La variole, l’un des plus gros fléaux qu’ait connu l’humanité, est causée par le virus de la variole (VARV), un virus du genre Orthopoxvirus (OPXV). Déclarée éradiquée par l’OMS en 1980 après des campagnes de vaccination massives, on craint sa résurgence, naturelle (fonte du permafrost) ou d’origine intentionnelle. Un autre OPXV, le Monkeypox virus (MPXV), constitue également une menace. Depuis 2022, des épidémies de MPXV ont sévit en Europe et dans les Amériques, avec une mortalité entre 0,03 et 6 % selon les souches. Les vaccins antivarioliques dits de 1re génération protègent également contre le MPXV (à 85%), mais leurs effets secondaires importants les rendent inadaptés aux patients fragiles.
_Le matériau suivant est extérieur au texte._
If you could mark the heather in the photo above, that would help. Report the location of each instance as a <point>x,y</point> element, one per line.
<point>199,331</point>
Ceux de 3e génération sont plus sûrs et confèrent une immunité protectrice certaine contre le Mpox mais la durée de l’efficacité reste inconnue. L’objectif est de concevoir des vaccins innovants basées sur des fragments du virus (antigènes). Ces antigènes peuvent être présentés sous forme de protéine, d’ARN messager ou intégrés dans un vecteur viral inoffensif, comme le vaccin contre la rougeole. Des essais préliminaires sont nécessaires pour identifier les antigènes à incorporer dans ces différents vaccins pour conférer une immunité protectrice contre une infection par un OPXV. Pour identifier la meilleure combinaison d’antigènes qui protège contre les OPXV, nous aurons recours à un modèle murin infecté par le virus Cowpox (CPXV), comme modèle d’infection expérimental des OPXV. Ce dernier peut induire une pathologie chez la souris similaire à celle observé chez un patient ayant contracté la variole, ce qui en fait un bon modèle pour tester l’efficacité des vaccins. L’objectif est d’identifier la combinaison d’antigènes la plus efficace contre le CPXV. Pour cela, trois étapes sont prévues : 1) Sélectionner les antigènes OPXV induisant une réponse immunitaire plus élevée par rapport au vaccin de référence utilisé depuis 2022. 2) Valider la dose létale pour 50 % de l’effectif infecté (DL 50) du CPXV chez des rongeurs 3) D’identifier la meilleure association d’antigènes conférant une protection contre une épreuve infectieuse par le CPXV.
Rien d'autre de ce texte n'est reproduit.